RALPH ELLIS
The Atlanta Journal-Constitution
The grassy field is no longer an official Roswell park, but don't tell kids in the Terramont subdivision. They play there every day.
"It's kind of a dog park," parent Jennifer Wagner said. "There's a garden out there, kids ride bikes and play ball."
But Terramont's "park" is endangered. Roswell wants to build a new fire station and the city-owned field is the top choice.
Fire Chief Ricky Spencer said the city started looking for a new site because it needs to shut down Fire Station No. 4 on Holcomb Bridge Road, about three-tenths of a mile east of the subdivision entrance.
The station is three decades old and in bad shape. A few months ago a truck backing into the station knocked a hole in a wall and revealed a serious termite infestation.
"There was nothing but sawdust in there," Spencer said. "It was eaten up."
Spencer said the station sits on about nine-tenths of an acre. The area is so small trucks must back into the bays, causing traffic slowdowns on busy Holcomb Bridge Road.
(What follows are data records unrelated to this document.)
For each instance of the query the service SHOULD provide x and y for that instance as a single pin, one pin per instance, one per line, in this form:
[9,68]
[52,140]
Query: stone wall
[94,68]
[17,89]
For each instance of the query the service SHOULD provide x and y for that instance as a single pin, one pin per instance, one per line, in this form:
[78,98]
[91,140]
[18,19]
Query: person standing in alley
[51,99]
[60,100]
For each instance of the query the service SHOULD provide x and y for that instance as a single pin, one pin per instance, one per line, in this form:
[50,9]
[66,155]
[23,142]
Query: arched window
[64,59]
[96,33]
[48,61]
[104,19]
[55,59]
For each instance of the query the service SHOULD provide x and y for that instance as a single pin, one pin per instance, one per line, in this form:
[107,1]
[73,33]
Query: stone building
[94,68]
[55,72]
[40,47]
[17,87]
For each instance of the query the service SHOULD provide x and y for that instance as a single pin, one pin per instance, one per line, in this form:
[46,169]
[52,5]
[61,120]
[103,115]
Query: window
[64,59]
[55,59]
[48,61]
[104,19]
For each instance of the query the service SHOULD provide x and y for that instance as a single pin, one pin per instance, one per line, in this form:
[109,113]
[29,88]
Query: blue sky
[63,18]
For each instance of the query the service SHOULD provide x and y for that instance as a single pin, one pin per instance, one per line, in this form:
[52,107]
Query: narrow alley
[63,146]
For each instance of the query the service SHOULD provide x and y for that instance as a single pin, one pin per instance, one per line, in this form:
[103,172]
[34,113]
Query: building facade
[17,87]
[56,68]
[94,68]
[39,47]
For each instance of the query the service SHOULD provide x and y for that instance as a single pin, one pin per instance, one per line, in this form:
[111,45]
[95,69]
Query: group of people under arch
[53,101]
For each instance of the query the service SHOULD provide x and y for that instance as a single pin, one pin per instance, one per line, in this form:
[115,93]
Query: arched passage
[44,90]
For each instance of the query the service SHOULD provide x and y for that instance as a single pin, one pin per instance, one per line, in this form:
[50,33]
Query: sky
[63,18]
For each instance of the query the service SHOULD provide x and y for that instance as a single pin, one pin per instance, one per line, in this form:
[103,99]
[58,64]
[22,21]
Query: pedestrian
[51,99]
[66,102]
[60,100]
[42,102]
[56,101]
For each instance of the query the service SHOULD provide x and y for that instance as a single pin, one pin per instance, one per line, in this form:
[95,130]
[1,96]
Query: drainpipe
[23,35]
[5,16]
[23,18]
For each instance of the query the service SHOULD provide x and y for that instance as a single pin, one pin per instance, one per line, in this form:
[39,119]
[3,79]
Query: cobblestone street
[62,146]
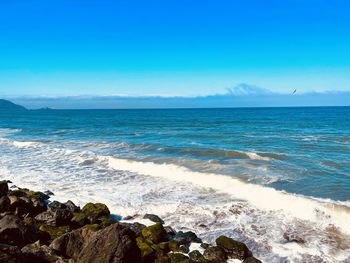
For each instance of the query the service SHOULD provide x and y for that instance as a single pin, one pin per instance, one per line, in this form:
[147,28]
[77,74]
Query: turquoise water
[299,150]
[251,173]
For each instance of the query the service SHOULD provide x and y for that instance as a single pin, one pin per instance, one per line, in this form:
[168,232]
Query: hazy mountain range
[243,95]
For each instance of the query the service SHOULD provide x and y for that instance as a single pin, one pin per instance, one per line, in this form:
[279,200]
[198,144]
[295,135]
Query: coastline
[35,229]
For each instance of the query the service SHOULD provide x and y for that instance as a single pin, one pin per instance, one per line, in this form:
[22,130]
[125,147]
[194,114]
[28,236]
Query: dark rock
[39,253]
[59,217]
[155,233]
[71,206]
[114,244]
[55,232]
[92,214]
[196,256]
[204,245]
[215,254]
[162,259]
[135,227]
[170,232]
[178,258]
[178,247]
[153,218]
[126,218]
[10,254]
[293,237]
[70,245]
[4,204]
[14,232]
[3,188]
[49,193]
[186,238]
[251,260]
[233,248]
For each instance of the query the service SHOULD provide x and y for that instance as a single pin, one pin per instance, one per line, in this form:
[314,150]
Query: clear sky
[65,47]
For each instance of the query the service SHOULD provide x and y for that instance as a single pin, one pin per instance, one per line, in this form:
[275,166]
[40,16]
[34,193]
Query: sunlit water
[253,174]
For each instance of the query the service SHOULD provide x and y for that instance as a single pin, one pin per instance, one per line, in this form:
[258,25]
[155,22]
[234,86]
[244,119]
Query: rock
[4,188]
[178,258]
[58,217]
[153,218]
[215,254]
[177,247]
[155,233]
[186,238]
[4,204]
[14,232]
[293,237]
[49,193]
[55,232]
[10,254]
[204,245]
[91,214]
[114,244]
[39,253]
[233,248]
[71,206]
[170,232]
[136,227]
[196,256]
[70,245]
[251,260]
The tract beside Terramont is almost three acres, big enough to allow for drive-through truck bays. Spencer estimates a two-story station would cost between $2 million and $2.5 million. He said the city might build a small park or picnic area on the land.
"We want to be neighborhood friendly," he said.
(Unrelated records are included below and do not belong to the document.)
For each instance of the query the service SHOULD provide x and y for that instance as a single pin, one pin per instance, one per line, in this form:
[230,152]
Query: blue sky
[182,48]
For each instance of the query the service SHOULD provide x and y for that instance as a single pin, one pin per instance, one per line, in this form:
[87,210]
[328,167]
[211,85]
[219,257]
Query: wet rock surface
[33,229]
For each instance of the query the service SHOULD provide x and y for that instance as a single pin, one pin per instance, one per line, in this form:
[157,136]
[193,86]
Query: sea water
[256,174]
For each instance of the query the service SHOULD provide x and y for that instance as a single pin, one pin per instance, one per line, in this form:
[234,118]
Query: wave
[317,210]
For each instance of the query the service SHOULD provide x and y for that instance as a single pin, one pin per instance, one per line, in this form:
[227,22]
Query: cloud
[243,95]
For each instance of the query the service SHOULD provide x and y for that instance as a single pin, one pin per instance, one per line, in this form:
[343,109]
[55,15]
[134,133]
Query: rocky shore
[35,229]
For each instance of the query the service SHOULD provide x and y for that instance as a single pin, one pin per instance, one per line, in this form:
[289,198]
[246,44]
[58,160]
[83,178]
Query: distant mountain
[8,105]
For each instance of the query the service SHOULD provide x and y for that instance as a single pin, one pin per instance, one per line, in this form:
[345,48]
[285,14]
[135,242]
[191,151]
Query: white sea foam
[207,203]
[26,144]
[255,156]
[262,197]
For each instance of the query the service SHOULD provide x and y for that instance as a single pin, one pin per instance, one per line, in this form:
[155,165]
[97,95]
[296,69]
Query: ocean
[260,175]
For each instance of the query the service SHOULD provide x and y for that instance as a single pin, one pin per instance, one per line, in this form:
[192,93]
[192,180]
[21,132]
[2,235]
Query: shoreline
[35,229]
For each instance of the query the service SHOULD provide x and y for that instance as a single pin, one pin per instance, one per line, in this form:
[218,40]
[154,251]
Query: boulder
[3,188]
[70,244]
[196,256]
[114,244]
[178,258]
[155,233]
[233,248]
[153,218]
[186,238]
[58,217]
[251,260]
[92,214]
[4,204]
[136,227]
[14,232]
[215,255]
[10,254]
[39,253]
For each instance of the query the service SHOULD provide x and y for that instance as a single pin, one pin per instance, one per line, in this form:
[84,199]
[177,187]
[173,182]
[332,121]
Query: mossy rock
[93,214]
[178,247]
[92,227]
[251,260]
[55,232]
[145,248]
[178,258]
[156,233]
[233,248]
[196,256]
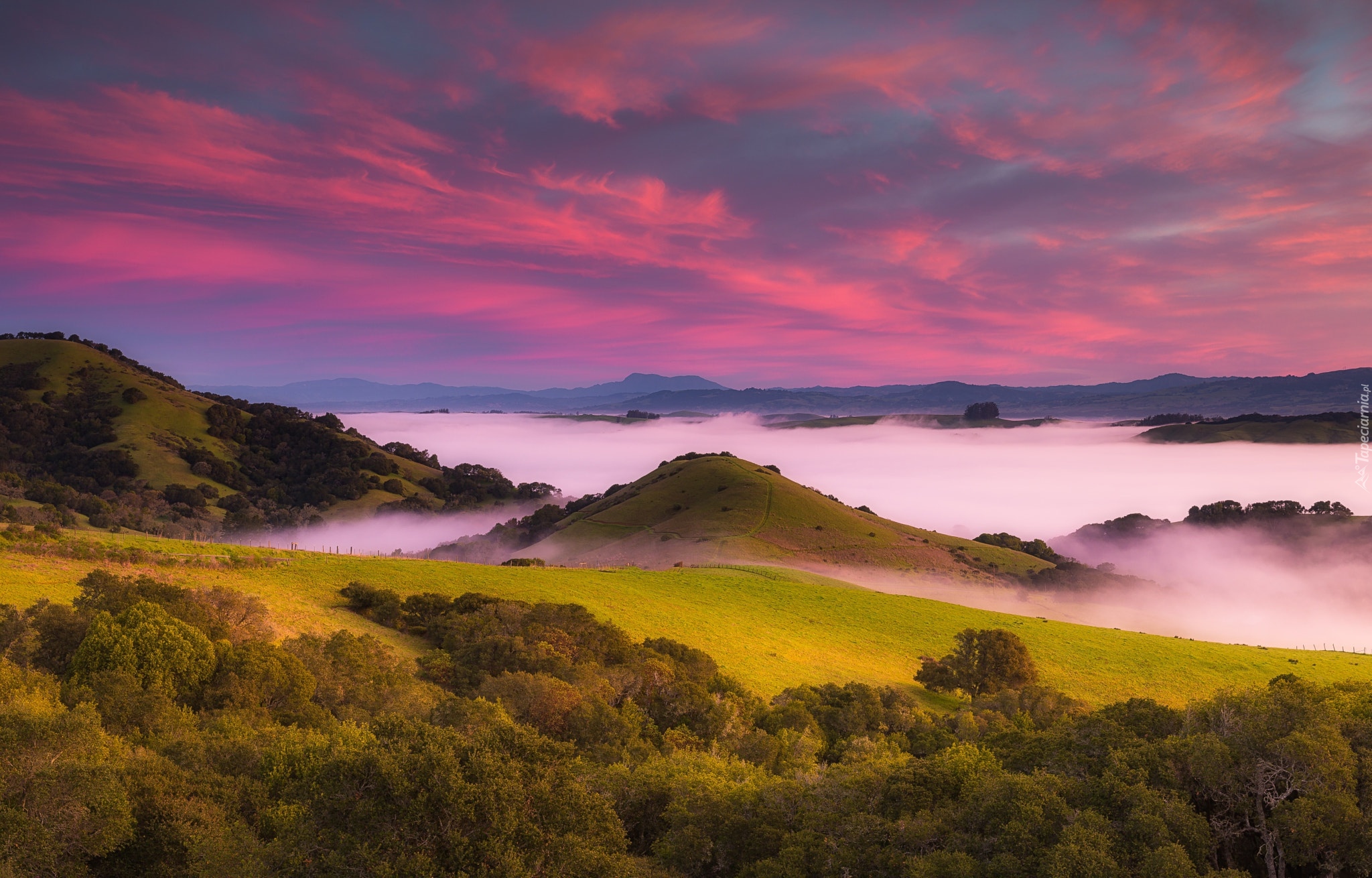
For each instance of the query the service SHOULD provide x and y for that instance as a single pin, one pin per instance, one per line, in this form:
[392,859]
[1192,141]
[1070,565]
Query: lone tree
[983,663]
[981,412]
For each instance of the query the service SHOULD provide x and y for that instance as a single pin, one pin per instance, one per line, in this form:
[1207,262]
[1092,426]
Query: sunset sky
[762,194]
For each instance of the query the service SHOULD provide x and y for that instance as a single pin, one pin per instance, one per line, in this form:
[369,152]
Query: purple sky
[763,194]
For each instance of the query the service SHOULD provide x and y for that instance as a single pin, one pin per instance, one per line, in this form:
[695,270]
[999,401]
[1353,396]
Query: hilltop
[718,508]
[91,438]
[1326,428]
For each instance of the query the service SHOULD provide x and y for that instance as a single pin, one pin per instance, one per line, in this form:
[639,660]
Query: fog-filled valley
[1035,482]
[1230,584]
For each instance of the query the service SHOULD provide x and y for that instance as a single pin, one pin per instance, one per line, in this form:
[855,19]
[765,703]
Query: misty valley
[246,638]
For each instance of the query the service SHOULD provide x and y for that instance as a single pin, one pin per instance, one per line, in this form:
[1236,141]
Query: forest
[155,730]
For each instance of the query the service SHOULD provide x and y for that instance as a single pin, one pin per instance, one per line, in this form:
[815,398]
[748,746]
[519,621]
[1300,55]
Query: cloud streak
[762,192]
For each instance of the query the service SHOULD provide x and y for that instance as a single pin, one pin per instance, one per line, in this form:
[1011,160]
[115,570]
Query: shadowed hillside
[91,438]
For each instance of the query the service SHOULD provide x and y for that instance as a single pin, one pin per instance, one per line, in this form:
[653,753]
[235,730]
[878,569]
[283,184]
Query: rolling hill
[768,627]
[717,508]
[1326,428]
[94,440]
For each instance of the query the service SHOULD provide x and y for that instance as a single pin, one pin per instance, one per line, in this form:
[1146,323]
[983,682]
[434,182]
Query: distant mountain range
[1324,391]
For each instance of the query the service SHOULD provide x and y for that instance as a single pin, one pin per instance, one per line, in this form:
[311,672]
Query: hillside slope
[1326,428]
[92,435]
[768,627]
[725,509]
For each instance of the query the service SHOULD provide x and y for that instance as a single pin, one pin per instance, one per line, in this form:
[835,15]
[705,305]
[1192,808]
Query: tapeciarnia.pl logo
[1360,458]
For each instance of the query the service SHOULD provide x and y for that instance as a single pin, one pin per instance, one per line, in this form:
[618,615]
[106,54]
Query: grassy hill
[770,627]
[935,422]
[158,423]
[1334,427]
[726,509]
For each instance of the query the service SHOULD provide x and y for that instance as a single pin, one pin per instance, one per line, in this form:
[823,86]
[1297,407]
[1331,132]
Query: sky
[766,194]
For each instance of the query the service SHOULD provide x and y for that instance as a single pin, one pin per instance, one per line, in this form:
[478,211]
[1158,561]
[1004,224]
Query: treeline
[1234,512]
[155,730]
[1065,574]
[709,779]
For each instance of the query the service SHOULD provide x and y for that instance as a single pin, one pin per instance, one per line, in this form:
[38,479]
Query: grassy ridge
[153,430]
[717,509]
[1292,432]
[767,626]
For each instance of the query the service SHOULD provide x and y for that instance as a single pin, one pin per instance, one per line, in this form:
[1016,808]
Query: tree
[150,644]
[981,663]
[61,795]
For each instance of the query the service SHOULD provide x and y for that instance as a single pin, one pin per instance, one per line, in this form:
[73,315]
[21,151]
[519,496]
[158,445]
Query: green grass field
[770,627]
[154,428]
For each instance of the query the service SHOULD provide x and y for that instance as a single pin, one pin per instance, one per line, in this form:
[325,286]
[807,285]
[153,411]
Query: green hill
[90,438]
[725,509]
[1327,428]
[770,627]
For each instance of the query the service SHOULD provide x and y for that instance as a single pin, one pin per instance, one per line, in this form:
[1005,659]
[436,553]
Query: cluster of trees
[1234,512]
[155,730]
[151,730]
[468,486]
[708,779]
[1036,548]
[289,464]
[1172,418]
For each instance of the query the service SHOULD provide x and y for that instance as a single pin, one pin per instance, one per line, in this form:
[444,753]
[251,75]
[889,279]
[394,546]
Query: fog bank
[1032,482]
Residents say the field was an actual city park until about eight years ago. Parks director Joe Glover said the park lost its parking lot when Holcomb Bridge Road was widened. The playground equipment became old and unsafe so the city took it out, along with the baseball field fencing, he said.
Only a dusty baseball backstop remains. Glover said the city mows the grass but considers the field "open space," not a park.
Terramont residents hope to talk the city into finding another spot or rebuilding on the current Fire Department site. They say traffic is already bad enough and that the construction noise would be bothersome, not to mention day-to-day life with an active station.
Some neighborhood moms, like Wagner, would like to see the field become a real park. Wagner traded e-mails in 2003 and 2004 with the Parks Department about making repairs and installing equipment, but said little came of it.
Jonathan and Rebecca Alford said they picked their house partly because the field promised quietness.
Now the couple is talking about selling the house.
"It would be a turnoff to me," Rebecca Alford said. "A fire station in your backyard? I don't want it."